# Duck hunting first with some bad hunters.



## Codeman (Mar 9, 2010)

I had something fishy happen to me and my group this weekend when hunting ducks and figured I would share. I went scouting Friday for ducks for a good spot to hunt ducks for Saturday. I ended up scouting an area that we have hunted since opening week and have drove past multiple times but not hunted due to having other fields. This field has never been posted. I found last night that it was loaded with ducks and checked all 4 corners for signs. We left early saturday morning and came to our field to find a posted sign in the corner that was not there the night before. The sign did not have a name or anything on it. We went to our secondary field and 4 of us ended up shooting 21 birds so it was a good day. On the way home we drove past this field since it is off the highway. We found no ducks in the water and no posted sign in the corner. I suspect that some hunters put a fake posted sign so noone would hunt it. I am not positive but it seems fishy since it has never been posted before and was not posted when we came back. Just figured I would share.


----------



## Mud15 (Sep 24, 2004)

That would take some nerve to do. Thats why i always try to ask the landowner no mattter if its posted or not. Puts my mind at ease in the morning knowing i have permission no matter what.


----------



## EllendaleND (Dec 25, 2011)

Either that or some other hunters got permission ane wernt gunna hunt it untill the next day or something.


----------



## blhunter3 (May 5, 2007)

I have posted stuff at night, but I always put it the legal distance. So someone probably put a sign there to keep people out so they could hunt it.

Legally you can hunt a posted field if there is no name, but that in itself is hairy...


----------



## Old Hunter (Mar 8, 2002)

blhunter3 You have a great way of setting a hunter up for a violation that he had no intention of commiting.


----------



## Codeman (Mar 9, 2010)

I guess maybe the land owner posted it so they could hunt it but I would have thought they would have put their name on the sign. And I know that is the law but we had another field and don't want to wreck any hunter/farmer relations and push even more landowners into posting their land or else getting angry and not allowing people to hunt their land.


----------



## TakeThatDrake (Aug 22, 2010)

I still don't understand the confusion with the posting and trespass law. Obviously it is a big issue, I have never knowingly hunted on posted property without getting permission. Whether it is signed or not. However I have seen a few posts on here stating it is illegal to hunt a field that has posted signs that are not signed. Here is the entire section of the regulations from the North Dakota Game and fish...

21. Posting and Trespass

Only the owner or tenant, or an individual authorized by the owner, may post land by placing signs giving notice that no hunting is permitted on the land. The name of the person posting the land must appear on each sign in legible characters. The signs must be readable from the outside of the land and must be placed conspicuously not more than 880 yards apart. As to land entirely enclosed by a fence or other enclosure, posting of signs at or on all gates through the fence or enclosure constitutes a posting of all the enclosed land.
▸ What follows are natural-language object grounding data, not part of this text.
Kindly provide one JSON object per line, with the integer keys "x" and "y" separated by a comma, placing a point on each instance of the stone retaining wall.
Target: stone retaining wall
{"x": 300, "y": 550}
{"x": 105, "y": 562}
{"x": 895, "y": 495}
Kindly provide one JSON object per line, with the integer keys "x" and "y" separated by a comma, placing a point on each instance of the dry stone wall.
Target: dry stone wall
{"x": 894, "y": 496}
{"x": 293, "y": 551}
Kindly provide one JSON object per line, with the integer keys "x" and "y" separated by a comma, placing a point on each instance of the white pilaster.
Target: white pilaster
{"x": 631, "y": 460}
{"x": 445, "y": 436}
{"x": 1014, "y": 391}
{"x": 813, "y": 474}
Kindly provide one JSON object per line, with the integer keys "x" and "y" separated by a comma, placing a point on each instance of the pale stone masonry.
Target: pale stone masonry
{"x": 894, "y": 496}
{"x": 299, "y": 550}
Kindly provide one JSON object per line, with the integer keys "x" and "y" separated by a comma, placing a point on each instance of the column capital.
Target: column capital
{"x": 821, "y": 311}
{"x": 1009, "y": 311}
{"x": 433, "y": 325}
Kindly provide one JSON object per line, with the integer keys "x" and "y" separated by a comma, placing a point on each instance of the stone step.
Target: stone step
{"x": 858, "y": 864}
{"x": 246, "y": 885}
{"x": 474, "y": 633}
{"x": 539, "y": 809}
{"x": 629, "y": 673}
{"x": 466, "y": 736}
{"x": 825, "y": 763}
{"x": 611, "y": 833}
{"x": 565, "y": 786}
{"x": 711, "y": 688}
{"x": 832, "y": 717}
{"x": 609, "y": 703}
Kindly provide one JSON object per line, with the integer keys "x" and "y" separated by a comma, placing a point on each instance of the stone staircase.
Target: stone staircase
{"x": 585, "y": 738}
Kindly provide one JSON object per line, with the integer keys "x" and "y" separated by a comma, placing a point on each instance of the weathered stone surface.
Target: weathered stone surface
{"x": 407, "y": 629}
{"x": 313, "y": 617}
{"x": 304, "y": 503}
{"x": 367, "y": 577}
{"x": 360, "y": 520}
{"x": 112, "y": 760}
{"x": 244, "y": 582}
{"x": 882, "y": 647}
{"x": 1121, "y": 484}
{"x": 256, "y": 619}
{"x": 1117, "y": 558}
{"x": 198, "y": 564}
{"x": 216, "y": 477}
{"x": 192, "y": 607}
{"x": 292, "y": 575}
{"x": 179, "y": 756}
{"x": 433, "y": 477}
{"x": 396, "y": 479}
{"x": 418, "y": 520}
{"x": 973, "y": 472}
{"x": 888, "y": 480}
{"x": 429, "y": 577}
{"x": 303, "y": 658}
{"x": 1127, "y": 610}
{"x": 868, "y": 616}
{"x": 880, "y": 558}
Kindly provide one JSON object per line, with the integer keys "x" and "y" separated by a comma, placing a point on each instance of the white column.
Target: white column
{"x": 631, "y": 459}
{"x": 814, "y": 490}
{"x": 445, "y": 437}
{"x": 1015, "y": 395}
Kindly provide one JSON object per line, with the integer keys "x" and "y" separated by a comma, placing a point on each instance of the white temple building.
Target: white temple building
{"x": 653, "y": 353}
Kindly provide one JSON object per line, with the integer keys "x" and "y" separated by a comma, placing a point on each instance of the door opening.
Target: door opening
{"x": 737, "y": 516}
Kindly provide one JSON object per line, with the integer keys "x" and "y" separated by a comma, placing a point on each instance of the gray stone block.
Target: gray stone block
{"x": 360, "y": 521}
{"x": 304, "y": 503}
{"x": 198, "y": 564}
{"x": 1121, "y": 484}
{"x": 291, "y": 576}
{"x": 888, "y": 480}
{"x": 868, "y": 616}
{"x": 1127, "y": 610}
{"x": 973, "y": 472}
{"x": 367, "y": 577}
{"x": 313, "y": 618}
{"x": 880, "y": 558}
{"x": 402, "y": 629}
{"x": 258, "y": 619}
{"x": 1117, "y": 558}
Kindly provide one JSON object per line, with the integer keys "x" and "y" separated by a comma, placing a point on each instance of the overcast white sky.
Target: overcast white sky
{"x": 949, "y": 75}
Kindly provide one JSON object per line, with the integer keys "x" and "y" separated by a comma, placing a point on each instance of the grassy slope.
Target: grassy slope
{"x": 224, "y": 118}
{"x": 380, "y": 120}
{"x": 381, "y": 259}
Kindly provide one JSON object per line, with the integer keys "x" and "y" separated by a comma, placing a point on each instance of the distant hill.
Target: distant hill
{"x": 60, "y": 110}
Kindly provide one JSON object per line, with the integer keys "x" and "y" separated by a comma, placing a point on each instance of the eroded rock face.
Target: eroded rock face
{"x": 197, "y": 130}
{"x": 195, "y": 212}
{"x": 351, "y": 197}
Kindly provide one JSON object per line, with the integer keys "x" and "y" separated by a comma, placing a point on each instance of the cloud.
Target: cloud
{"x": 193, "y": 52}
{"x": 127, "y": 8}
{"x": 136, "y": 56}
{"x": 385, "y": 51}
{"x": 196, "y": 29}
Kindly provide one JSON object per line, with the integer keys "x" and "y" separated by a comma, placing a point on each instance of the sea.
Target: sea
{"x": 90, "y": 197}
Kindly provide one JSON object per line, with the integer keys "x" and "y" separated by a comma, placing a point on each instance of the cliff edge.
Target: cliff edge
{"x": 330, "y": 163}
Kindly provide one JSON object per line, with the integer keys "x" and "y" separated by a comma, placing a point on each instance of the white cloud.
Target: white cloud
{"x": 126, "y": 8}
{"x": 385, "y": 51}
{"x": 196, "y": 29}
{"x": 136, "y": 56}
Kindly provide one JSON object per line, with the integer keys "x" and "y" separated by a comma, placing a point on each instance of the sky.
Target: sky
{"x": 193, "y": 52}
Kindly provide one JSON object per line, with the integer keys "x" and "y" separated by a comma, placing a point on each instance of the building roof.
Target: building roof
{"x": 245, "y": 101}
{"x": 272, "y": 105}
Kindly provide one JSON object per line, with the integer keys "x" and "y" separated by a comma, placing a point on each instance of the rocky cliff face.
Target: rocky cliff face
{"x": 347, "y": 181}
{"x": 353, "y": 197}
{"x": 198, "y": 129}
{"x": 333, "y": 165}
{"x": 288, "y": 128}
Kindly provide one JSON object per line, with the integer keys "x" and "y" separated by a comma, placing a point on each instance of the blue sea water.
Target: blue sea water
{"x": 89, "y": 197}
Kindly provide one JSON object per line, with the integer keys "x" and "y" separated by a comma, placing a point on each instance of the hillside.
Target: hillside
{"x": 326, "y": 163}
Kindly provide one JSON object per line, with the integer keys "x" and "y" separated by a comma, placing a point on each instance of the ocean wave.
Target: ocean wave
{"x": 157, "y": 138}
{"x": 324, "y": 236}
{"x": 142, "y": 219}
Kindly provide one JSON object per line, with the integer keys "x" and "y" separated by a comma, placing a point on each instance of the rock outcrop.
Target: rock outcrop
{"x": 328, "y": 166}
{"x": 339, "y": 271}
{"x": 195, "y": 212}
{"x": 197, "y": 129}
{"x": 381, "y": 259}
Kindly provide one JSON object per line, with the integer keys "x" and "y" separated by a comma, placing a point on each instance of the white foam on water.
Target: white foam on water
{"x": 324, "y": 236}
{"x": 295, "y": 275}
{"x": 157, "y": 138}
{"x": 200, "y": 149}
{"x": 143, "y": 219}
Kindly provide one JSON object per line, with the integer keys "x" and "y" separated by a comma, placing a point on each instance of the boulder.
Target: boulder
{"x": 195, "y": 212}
It is illegal to hunt on posted lands without permission from the owner or tenant. Trespass is a criminal violation punishable by suspension of hunting, fishing and trapping privileges for a period of at least one year.

It is illegal to hunt upon the premises of another within 440 yards of any occupied building without the consent of the person occupying the building. This does not prohibit hunting on land owned by neighbors (private or public) even if the land is less than 440 yards from the occupied building.

Any person may enter upon legally posted land (without a firearm) to recover game shot or killed on land where he/she had a lawful right to hunt.

It is illegal to hunt in unharvested cereal and oilseed crops, including sprouted winter wheat, alfalfa, clover and other grasses grown for seed, without the owner's consent.

It is illegal to deface, take down or destroy posting signs.

Failure to close gates upon exit or entry is a criminal violation, punishable by forfeiture of hunting licenses.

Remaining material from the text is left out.